Woody Allen has always idolized Ingmar Bergman and often referred to him as the foremost inspiration for his own work. From Annie Hall to Love And Death, Hannah And Her Sisters, Husbands And Wives and more, he has consistently saturated his stories with Bergman-esque detached cruelty needed to balance his comedic proclivities and thus give his movies a characteristic bittersweet aftertaste. By extension, Baumbach’s work has always seemed as though it was trying to tap into the same groove, but it always ended up drawing from Allen as opposed to Allen’s source of inspiration. While still generally effective, Baumbach’s movies have always remained somehow derivative as a result because they were essentially playing telephone with Bergman’s work. This time Baumbach succeeded in reaching through Allen and connecting directly into the source, thus turning Marriage Story into his own personal piece of homage to Scenes From A Marriage; in fact, he even included a little tip of a hat to Bergman in one scene where Adam Driver’s Charlie looks at framed photographs on the wall and the camera focuses for a second on a commemorative newspaper clipping of a review of Charlie’s and Nicole’s (Scarlett Johansson) stage adaptation of said miniseries-turned-film!

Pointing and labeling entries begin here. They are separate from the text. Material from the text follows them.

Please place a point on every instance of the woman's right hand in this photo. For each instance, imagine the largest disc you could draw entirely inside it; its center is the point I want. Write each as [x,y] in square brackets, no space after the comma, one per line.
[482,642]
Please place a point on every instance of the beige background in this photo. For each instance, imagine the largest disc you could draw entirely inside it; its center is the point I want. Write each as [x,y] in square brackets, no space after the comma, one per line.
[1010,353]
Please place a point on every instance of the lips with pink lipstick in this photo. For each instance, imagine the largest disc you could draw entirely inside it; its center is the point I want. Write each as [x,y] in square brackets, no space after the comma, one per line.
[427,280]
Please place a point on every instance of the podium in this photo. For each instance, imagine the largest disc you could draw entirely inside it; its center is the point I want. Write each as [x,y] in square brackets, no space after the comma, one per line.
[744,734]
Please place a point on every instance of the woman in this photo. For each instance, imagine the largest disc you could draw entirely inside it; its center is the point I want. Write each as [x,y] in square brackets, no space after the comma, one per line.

And I have to say that Baumbach really pulled it off. Marriage Story is an absolutely haunting, heart-rending masterpiece that triumphs immeasurably thanks to the filmmaker’s ability to ride the line between his typical Allen-esque approach to writing, that can be too loquacious, verbose and literary for its own good, and the type of writing this story required, which is pre-eminently rooted in an attempt to mirror real life as closely as possible. As a result, the film is simply teeming with absolutely unforgettable scenes where both Johansson and Driver were allowed enough space to spread their wings and fought – like boxers in the ring – for stage supremacy using their whole acting arsenal, from small character nuances that are really easy to miss all the way to grand physical exchanges with fists going through walls, tears streaming down cheeks and barrages of venomous words.

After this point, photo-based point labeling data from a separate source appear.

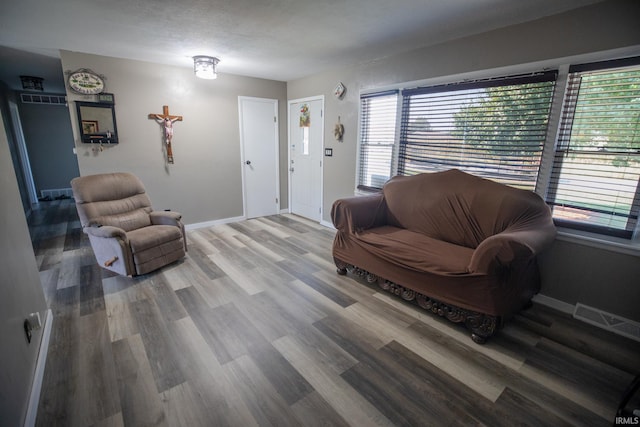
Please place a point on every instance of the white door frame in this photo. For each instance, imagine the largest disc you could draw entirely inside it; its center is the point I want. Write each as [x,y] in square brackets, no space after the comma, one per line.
[289,118]
[23,154]
[242,150]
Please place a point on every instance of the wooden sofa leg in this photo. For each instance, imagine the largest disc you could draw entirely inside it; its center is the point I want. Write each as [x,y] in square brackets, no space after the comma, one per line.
[482,326]
[341,267]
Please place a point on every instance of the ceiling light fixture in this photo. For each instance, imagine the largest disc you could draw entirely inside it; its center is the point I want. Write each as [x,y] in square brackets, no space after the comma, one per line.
[32,83]
[205,66]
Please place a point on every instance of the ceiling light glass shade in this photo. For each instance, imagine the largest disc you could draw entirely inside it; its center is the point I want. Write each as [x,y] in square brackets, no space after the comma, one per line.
[205,66]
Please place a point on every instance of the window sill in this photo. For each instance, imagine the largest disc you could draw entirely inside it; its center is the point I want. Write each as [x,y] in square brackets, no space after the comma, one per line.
[585,238]
[613,244]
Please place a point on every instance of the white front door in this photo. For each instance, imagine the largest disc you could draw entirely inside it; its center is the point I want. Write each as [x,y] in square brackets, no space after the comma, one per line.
[259,141]
[306,124]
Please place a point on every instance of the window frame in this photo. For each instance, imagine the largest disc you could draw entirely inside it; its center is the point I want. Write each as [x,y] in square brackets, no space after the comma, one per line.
[562,144]
[630,245]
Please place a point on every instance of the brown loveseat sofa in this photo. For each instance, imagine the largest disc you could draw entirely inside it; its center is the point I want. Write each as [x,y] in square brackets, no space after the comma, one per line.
[461,246]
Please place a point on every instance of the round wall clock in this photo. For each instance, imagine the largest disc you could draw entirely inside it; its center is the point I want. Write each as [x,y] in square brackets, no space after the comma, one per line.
[86,82]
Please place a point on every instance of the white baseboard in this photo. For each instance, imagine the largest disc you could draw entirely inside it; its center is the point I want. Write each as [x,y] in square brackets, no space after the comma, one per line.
[610,322]
[205,224]
[36,386]
[594,316]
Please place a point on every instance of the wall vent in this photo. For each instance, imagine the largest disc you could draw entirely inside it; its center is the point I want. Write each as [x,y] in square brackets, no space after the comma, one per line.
[610,322]
[32,98]
[56,194]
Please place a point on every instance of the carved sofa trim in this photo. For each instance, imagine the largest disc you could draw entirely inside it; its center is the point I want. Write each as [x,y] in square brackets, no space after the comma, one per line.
[461,246]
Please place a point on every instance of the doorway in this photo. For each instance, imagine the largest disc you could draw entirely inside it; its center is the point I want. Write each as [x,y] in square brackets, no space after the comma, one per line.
[306,124]
[259,156]
[23,153]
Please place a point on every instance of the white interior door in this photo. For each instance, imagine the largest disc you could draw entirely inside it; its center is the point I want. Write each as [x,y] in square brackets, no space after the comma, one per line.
[306,124]
[259,141]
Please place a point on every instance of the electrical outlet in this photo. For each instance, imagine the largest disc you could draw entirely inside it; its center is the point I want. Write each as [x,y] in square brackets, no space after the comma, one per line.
[30,324]
[27,330]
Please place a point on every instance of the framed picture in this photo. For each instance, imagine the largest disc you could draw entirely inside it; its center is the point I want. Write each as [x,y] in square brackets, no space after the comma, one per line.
[89,127]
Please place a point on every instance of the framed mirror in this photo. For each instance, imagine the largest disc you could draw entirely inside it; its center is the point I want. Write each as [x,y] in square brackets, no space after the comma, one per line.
[97,122]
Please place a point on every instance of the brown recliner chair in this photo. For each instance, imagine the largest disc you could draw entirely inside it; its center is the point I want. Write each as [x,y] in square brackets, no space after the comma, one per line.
[126,234]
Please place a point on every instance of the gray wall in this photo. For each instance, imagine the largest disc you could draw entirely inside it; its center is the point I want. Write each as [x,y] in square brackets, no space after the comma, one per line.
[49,139]
[205,182]
[20,294]
[582,34]
[6,95]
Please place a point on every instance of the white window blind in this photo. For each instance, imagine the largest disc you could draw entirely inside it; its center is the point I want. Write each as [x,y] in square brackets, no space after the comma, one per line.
[491,128]
[377,138]
[595,178]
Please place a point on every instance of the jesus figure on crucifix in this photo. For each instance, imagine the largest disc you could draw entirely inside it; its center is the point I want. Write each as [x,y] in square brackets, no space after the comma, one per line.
[168,126]
[167,121]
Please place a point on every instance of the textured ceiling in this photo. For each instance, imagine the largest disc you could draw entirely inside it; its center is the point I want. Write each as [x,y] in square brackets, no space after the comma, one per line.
[272,39]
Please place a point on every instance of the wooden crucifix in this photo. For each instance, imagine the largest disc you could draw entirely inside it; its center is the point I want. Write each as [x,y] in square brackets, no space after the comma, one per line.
[167,120]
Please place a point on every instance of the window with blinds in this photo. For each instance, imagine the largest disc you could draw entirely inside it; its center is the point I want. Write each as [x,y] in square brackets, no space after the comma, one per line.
[596,172]
[377,138]
[491,128]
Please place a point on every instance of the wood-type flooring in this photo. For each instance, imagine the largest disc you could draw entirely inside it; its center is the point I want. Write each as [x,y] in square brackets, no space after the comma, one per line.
[255,328]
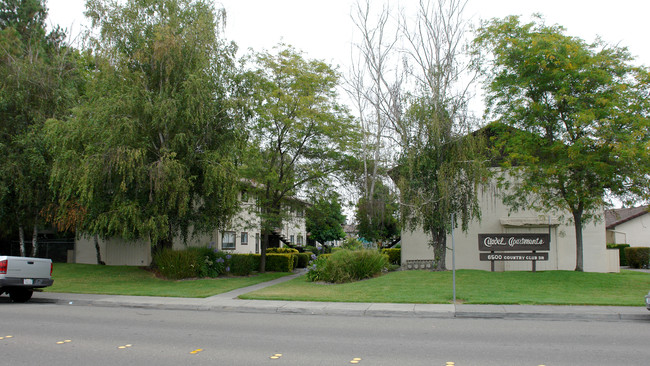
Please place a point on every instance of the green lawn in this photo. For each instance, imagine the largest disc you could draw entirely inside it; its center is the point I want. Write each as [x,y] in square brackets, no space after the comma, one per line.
[128,280]
[474,287]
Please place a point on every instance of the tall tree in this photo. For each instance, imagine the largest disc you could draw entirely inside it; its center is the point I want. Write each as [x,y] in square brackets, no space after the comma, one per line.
[378,218]
[298,132]
[39,81]
[586,109]
[441,166]
[150,153]
[375,85]
[324,219]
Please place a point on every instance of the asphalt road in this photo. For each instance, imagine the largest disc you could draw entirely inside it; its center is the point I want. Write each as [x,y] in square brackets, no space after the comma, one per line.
[48,334]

Suffice it to say that Marriage Story truly succeeds in deconstructing the painful process of a marriage crumbling apart, which Alan Alda’s character likens to dealing with somebody dying without a dead body ever making an appearance. In fact, Baumbach rightly applies the Kübler-Ross model commonly referred to as the five stages of grief as a structural skeleton for the characters’ arcs. The surgical meticulousness with which the filmmaker progresses through all these stages – denial, anger, bargaining, depression and acceptance – is in my opinion what truly gives the story its strong Bergman-esque aroma that simultaneously unsettles the audience and compels them to see this crisis through together with Nicole, Charlie, and little Henry who was invariably trapped in the crossfire between warring adults.
This is why Marriage Story is such a tour de force on all fronts. Not only is this film such a devastating study of how the lives of two people, thus far intertwined into a tight double helix of responsibilities and emotional interdependence, come apart in torturous pain that may have also been at least partially inspired by Baumbach’s own experience of divorcing his first wife, it is predominantly a triumphant ode to one of Bergman’s grandest achievements. This effectively means that Baumbach has finally punched through the ceiling of being a low-rent Woody Allen. This film puts him in the same league with Allen’s Husbands And Wives, Richard Linklater’s Before Midnight and Robert Benton’s Kramer Vs Kramer as a masterful example of dissecting human relationships and packaging this process into a story that is relatable, unsettling, compelling, honest and artistically accomplished.